Fatma Şahin yaparsa, ‘Helal olsun, valla çok güzel işler yapıyor!’ Başkan Mahçiçek yaparsa vur abalıya, ver gazı, eleştir, belden aşağı vur!
Ayıptır, günahtır!
*
Kentin tanıtımı, bölgenin ihya ve inşası için, yaşanabilir bir Maraş için, insanların yaşam kalitesini artırmak için özveriyle çalışan bu ihtiyar delikanlı adam, sayın Hanefi Mahçiçek başkanımın herkes yanında olmalı, desteklemeli.
Bizi biz yapan haslet bu olmalı. Çalışana destek yerine pranga olmak, ne bu şehre, ne de insanlarına bir şey kazandırmaz!
Bizi bize bırakın yeter!
*
Depremden önce, ki dönemin bakanı sayın Mustafa Varank da gelmiş, ‘Altın şehir’ dediğimiz Kuyumcu Kent’in görkemli açılışı yaşanmıştı. Kurdelalar kesilirken gülümsemeler, arkasından site içini gezmeler, tatlılar-dondurmalar gırla giderken, herkeste bir sevinç, bir mutluluk ki, yazmakla, anlatılmakla bitmez.
Lakin… 6 Şubat yüzyılın depreminde Kuyumcu Kent ciddi hasar gördü. İşyerleri birbirinin içine girdi. Kuyumcu esnafı dağıldı, kimisi dağdaki evine, kimisi bağdaki evine taşınırken, kimisi de şehirde dükkanlar tutarak mesleğini idameye çalıştı.
Sonra Köylü Pazarı dediğimiz yerde Arasa Otoparkı’nın kuyumculara tahsisi gündeme geldi. Ve yakında da taşınacaklar, muhtemelen Ekim ayı sonuna kadar.
Ancak… Kuyumcu Kent ihalesi yapıldığında, Bakanlıkça yapılacak güçlendirme tamamlandığında, bu kez esnafı ikinci bir taşınma telaşı, kaygısı saracak. Millet ona da razı.
Garip olan, tuhaf olan, bu süreçte hiç bir milletvekilinin, siyasetçinin yönetimi veya mağdur durumdaki kuyumcu esnafını arayıp da, ‘Yahu kardeşim geçmiş olsun, aç mısınız, tok musunuz, ne haldesiniz, bir şeye ihtiyacınız var mı?’ diye sormaması, şehre yakışan en büyük günah, ayıp olsa gerek.
Kurdela keserken, poz verirken, gülümserken her şey iyiydi de, deprem sonrası neredeydiniz ey siyasiler, ey bilumum başkanlar!
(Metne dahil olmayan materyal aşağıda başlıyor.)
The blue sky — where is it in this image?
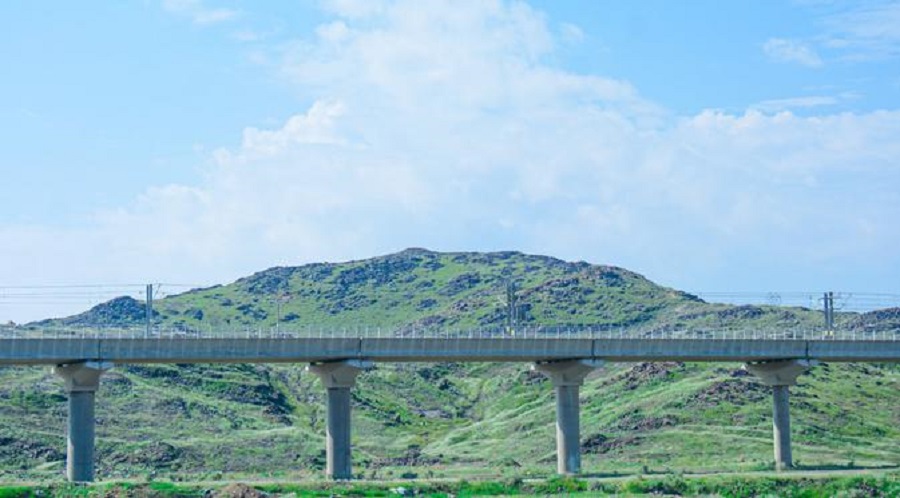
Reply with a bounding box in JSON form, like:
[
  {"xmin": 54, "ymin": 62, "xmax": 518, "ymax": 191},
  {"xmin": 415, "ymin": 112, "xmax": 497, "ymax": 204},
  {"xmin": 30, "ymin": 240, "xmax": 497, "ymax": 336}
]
[{"xmin": 0, "ymin": 0, "xmax": 900, "ymax": 320}]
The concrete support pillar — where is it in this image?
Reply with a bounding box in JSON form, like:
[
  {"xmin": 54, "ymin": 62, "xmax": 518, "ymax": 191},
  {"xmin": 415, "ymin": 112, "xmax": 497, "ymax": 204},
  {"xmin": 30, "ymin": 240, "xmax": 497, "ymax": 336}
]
[
  {"xmin": 53, "ymin": 361, "xmax": 112, "ymax": 482},
  {"xmin": 533, "ymin": 360, "xmax": 603, "ymax": 475},
  {"xmin": 744, "ymin": 360, "xmax": 814, "ymax": 470},
  {"xmin": 772, "ymin": 386, "xmax": 794, "ymax": 470},
  {"xmin": 307, "ymin": 360, "xmax": 372, "ymax": 480}
]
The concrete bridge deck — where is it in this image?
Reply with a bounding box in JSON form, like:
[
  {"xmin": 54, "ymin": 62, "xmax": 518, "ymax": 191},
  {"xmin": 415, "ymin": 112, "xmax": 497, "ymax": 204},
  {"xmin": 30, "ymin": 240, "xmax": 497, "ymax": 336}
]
[
  {"xmin": 0, "ymin": 336, "xmax": 900, "ymax": 365},
  {"xmin": 0, "ymin": 327, "xmax": 900, "ymax": 481}
]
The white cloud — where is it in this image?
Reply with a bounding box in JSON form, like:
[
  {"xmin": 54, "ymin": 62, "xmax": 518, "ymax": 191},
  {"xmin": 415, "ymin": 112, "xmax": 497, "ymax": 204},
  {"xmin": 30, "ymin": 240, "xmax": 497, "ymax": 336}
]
[
  {"xmin": 0, "ymin": 1, "xmax": 900, "ymax": 319},
  {"xmin": 163, "ymin": 0, "xmax": 238, "ymax": 25},
  {"xmin": 763, "ymin": 38, "xmax": 822, "ymax": 67}
]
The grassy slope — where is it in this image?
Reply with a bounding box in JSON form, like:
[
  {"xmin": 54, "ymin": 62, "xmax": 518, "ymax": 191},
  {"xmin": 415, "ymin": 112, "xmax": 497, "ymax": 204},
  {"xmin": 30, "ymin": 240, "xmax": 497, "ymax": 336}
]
[{"xmin": 0, "ymin": 251, "xmax": 900, "ymax": 478}]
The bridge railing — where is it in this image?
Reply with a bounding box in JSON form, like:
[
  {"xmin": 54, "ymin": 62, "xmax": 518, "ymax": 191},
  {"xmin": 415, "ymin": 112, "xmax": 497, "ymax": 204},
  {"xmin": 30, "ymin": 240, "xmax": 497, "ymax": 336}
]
[{"xmin": 0, "ymin": 325, "xmax": 900, "ymax": 341}]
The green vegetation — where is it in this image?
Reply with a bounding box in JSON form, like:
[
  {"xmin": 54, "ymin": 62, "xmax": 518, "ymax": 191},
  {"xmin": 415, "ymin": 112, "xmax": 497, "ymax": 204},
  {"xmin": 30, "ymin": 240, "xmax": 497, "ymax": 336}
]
[
  {"xmin": 0, "ymin": 250, "xmax": 900, "ymax": 484},
  {"xmin": 0, "ymin": 473, "xmax": 900, "ymax": 498}
]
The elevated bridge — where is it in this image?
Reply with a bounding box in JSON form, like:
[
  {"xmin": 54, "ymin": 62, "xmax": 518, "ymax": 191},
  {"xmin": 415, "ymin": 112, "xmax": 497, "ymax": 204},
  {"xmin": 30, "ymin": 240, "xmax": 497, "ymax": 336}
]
[{"xmin": 0, "ymin": 327, "xmax": 900, "ymax": 481}]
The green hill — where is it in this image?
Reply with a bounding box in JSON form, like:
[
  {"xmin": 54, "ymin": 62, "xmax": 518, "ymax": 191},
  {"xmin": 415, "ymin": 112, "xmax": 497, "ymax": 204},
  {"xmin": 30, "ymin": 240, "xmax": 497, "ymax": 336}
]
[{"xmin": 0, "ymin": 249, "xmax": 900, "ymax": 479}]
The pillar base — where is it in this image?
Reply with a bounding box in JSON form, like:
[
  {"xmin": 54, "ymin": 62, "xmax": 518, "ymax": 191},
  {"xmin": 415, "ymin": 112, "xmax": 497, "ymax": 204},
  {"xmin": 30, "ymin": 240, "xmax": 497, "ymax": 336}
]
[
  {"xmin": 53, "ymin": 361, "xmax": 112, "ymax": 482},
  {"xmin": 307, "ymin": 360, "xmax": 372, "ymax": 480},
  {"xmin": 744, "ymin": 360, "xmax": 816, "ymax": 471},
  {"xmin": 532, "ymin": 360, "xmax": 603, "ymax": 475}
]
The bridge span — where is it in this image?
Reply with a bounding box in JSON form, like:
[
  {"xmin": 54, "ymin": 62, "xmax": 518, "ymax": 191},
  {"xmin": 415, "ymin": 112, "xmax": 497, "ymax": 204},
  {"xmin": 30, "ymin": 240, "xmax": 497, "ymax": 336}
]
[{"xmin": 0, "ymin": 328, "xmax": 900, "ymax": 482}]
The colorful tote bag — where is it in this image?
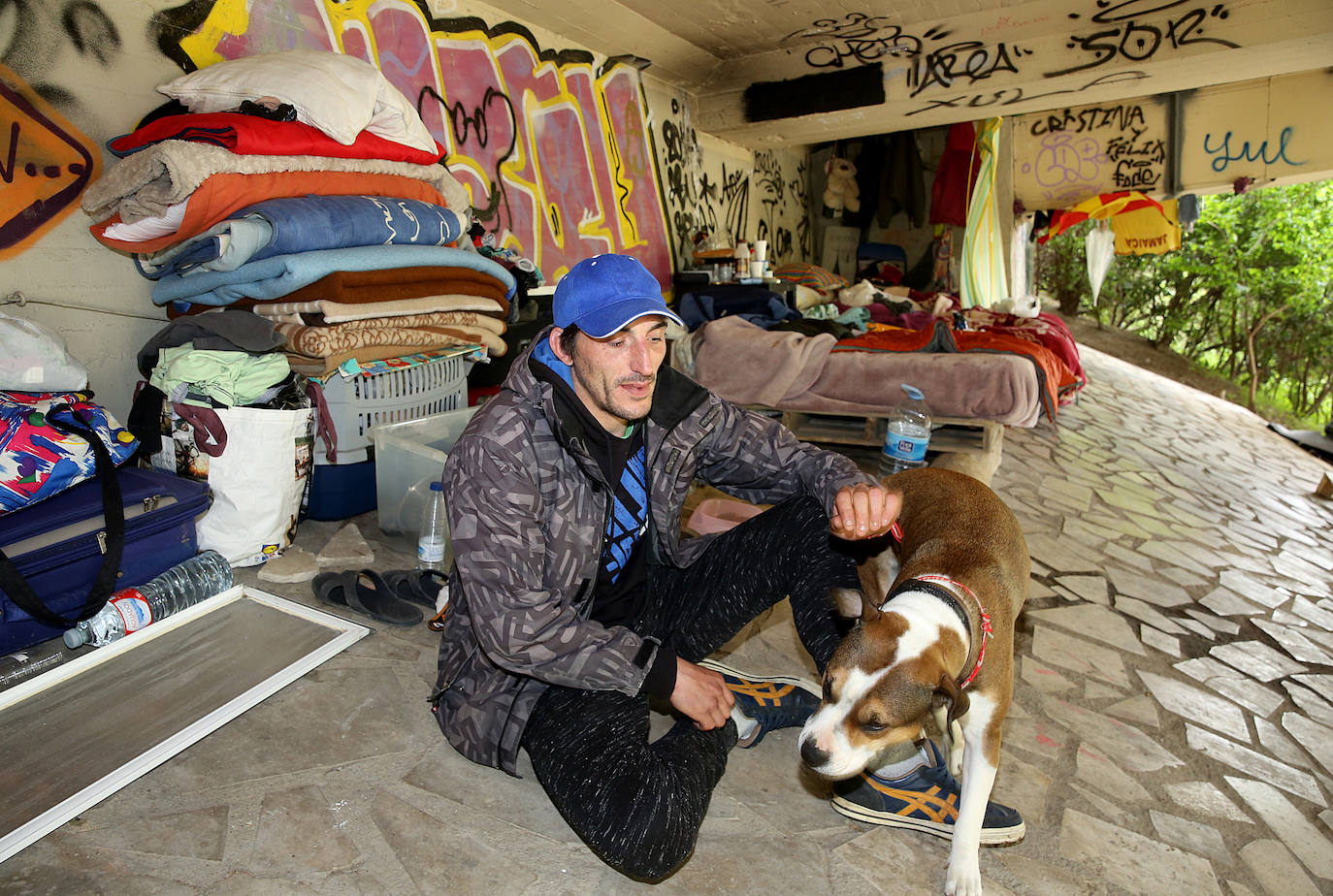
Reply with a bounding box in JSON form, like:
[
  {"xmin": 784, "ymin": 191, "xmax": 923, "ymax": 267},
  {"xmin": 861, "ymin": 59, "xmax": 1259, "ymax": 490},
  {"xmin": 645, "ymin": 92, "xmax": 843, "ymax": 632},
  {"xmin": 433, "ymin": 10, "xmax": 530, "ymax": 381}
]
[{"xmin": 0, "ymin": 392, "xmax": 138, "ymax": 516}]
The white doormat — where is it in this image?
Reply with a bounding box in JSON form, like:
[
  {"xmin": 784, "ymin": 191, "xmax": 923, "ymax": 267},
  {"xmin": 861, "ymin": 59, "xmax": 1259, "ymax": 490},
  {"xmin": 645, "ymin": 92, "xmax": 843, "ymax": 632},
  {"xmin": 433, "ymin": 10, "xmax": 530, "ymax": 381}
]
[{"xmin": 0, "ymin": 586, "xmax": 371, "ymax": 861}]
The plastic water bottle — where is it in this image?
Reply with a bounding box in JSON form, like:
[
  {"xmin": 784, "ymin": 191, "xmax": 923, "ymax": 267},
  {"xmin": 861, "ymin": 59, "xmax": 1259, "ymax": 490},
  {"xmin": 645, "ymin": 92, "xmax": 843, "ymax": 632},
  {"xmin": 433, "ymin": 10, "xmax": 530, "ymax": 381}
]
[
  {"xmin": 65, "ymin": 551, "xmax": 232, "ymax": 648},
  {"xmin": 417, "ymin": 483, "xmax": 453, "ymax": 572},
  {"xmin": 880, "ymin": 383, "xmax": 930, "ymax": 476}
]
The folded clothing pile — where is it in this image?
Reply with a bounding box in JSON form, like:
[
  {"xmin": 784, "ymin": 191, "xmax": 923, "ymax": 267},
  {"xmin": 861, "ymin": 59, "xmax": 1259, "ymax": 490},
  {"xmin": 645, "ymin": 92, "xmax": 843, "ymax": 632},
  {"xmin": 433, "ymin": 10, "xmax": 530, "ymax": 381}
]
[{"xmin": 81, "ymin": 50, "xmax": 514, "ymax": 376}]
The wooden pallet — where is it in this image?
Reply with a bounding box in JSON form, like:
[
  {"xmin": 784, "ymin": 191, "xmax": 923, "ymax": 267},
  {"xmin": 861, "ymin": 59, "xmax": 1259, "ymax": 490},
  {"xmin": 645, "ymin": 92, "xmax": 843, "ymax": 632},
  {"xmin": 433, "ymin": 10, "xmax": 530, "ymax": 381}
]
[{"xmin": 781, "ymin": 411, "xmax": 1004, "ymax": 455}]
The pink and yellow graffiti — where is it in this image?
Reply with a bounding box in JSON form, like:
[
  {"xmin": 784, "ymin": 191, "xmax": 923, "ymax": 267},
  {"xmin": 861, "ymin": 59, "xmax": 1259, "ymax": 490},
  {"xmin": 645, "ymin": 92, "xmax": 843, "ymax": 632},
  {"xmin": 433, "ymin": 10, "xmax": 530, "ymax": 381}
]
[{"xmin": 179, "ymin": 0, "xmax": 671, "ymax": 287}]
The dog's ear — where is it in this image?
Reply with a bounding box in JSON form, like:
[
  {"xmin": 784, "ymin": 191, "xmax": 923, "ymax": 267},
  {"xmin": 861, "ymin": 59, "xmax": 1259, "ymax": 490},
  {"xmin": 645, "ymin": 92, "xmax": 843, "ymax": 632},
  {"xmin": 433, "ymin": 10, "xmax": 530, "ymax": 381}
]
[
  {"xmin": 829, "ymin": 588, "xmax": 880, "ymax": 623},
  {"xmin": 930, "ymin": 672, "xmax": 972, "ymax": 725},
  {"xmin": 862, "ymin": 592, "xmax": 880, "ymax": 625}
]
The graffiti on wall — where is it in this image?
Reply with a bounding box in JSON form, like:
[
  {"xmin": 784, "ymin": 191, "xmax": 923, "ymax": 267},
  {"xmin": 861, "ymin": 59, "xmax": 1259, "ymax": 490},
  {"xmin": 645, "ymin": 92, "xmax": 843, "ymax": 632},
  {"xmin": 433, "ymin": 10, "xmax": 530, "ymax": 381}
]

Çokomel almaya mı gitmiştiniz? Hani önce esnaf ayağa kalkacaktı, hani esnafın yanındaydınız, hani gün birlik ve beraberlik günü idi?
Kınadılar, ayıpladılar sizi. Yârin, mahalli seçim üzeri hangi yüzle oy için kapılarına geleceksiniz, merak ediyoruz!
*
Ve…
Ve yazının başlığını bir daha okuyun, bir kere daha göz atın ve biraz kendinize gelin!